Support Questions
Find answers, ask questions, and share your expertise

HDP install in AWS VPC, on custom AMI -- feasibility question.

New Contributor

Hi there, questions for the cloud/HDP experts please...

- I'm looking to provision HDP clusters in an AWS VPC, on Custom Hardened AMI's. Understand from the link below

that Cloudbreak w/custom AMI requires support subscription. Which level of support exactly?

https://community.hortonworks.com/questions/75417/cloudbreak-161-deploying-clusters-with-custom-amis...

- I have data on s3 encrypted with Server side encryption. S3A should provide seamless access to encrypted data: yes/no?

- I heard about an Amazon EMR customer using S3 (not local storage/hdfs) for an Hbase environment. I assume S3A will provide the same functionality with Hbase in HDP? No special sauce in EMR right?

- EC2 local disks have to be LUKS encrypted. That should not matter to cloudbreak/hdp right?

thanks!

jhals99

1 ACCEPTED SOLUTION

Accepted Solutions

@jhals99

I'm looking to provision HDP clusters in an AWS VPC, on Custom Hardened AMI's. Understand from the link below that Cloudbreak w/custom AMI requires support subscription. Which level of support exactly?
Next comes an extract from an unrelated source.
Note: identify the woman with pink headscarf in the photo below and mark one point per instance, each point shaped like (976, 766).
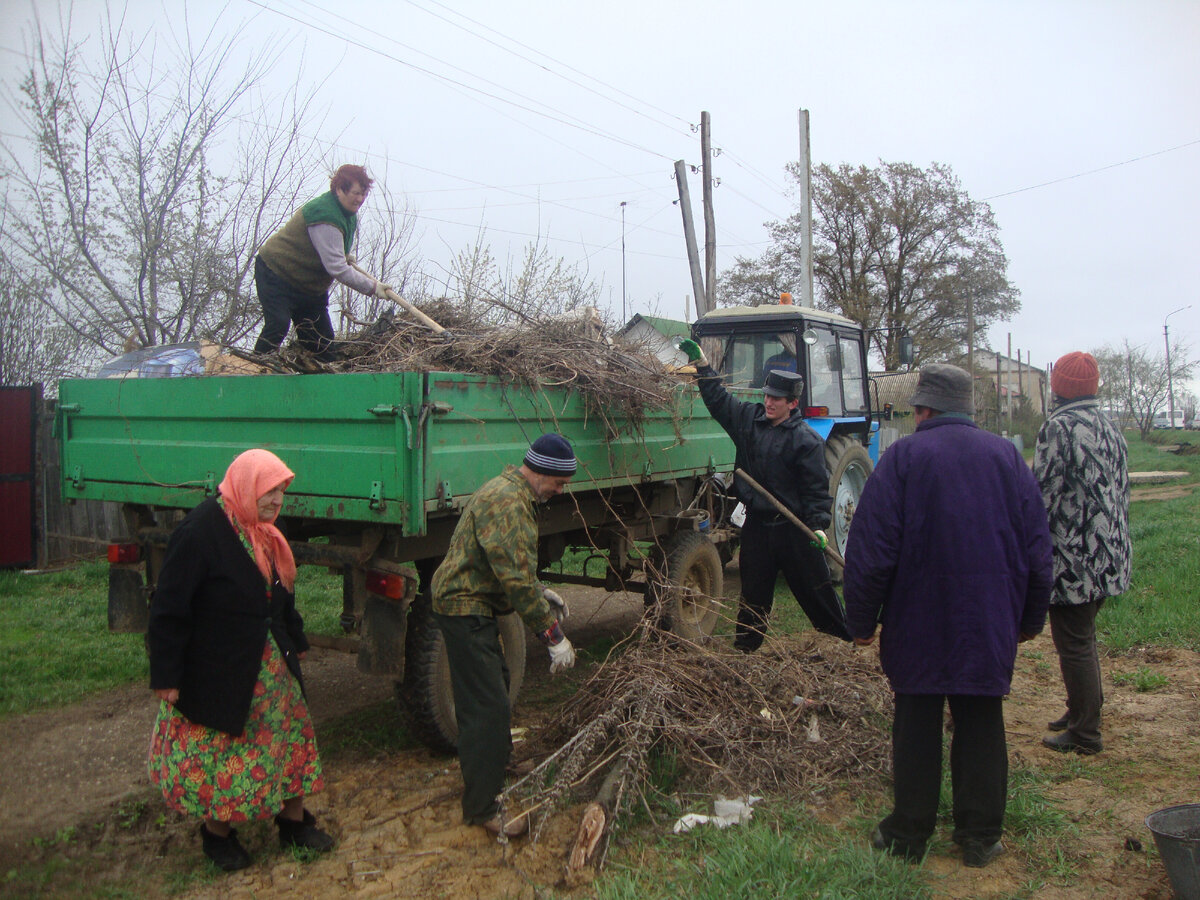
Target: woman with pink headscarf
(233, 739)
Cloudbreak in HDP is supported within the Enterprise Plus Subscription. Please see Support Subscriptions on hortonworks.com for more information.

I have data on s3 encrypted with Server side encryption. S3A should provide seamless access to encrypted data: yes/no?

Yes. In core-site.xml, you'll find the following configuration available:

spark.hadoop.fs.s3a.access.key MY_ACCESS_KEY
spark.hadoop.fs.s3a.secret.key MY_SECRET_KEY

I heard about an Amazon EMR customer using S3 (not local storage/hdfs) for an Hbase environment. I assume S3A will provide the same functionality with Hbase in HDP? No special sauce in EMR right?

S3 is not recommended for HBase today. Amazon EMR supports HBase with a combination of HFiles on S3 and the WAL on ephemeral HDFS – this configuration can have data loss in the face of failures. Our HBase team is aware of this and there are a couple other options we are exploring such as HFile on S3 and WAL on EBS / EFS – this is still under investigation.

EC2 local disks have to be LUKS encrypted. That should not matter to cloudbreak/hdp right?

Correct, Hadoop uses the operating system to read disk. Disk-level encryption is below the operating system and therefore, is not a concern for Cloudbreak/HDP.

We require s3a role based authentication. Access to s3 files from Hive, Pig, MR, Spark etc. My question is: Does this work out of the box with the latest release of HDP?

Yes. Please refer to the HCC Article: How to Access Data Files stored in AWS S3 Buckets using HDFS / Hive / Pig for more information.

View solution in original post

11 REPLIES 11

New Contributor

Edit: Additional Info: We require s3a role based authentication. Access to s3 files from Hive, Pig, MR, Spark etc. My question is: Does this work out of the box with the latest release of HDP?

Rising Star

Hi @jhals99,

I do not know which level you need exactly, but if you create a support ticket or get in touch with the Solution Engineer(SE) on the project should solve this question.

LUKS encryption should work but we haven't tried it, so I am not 100% sure about that.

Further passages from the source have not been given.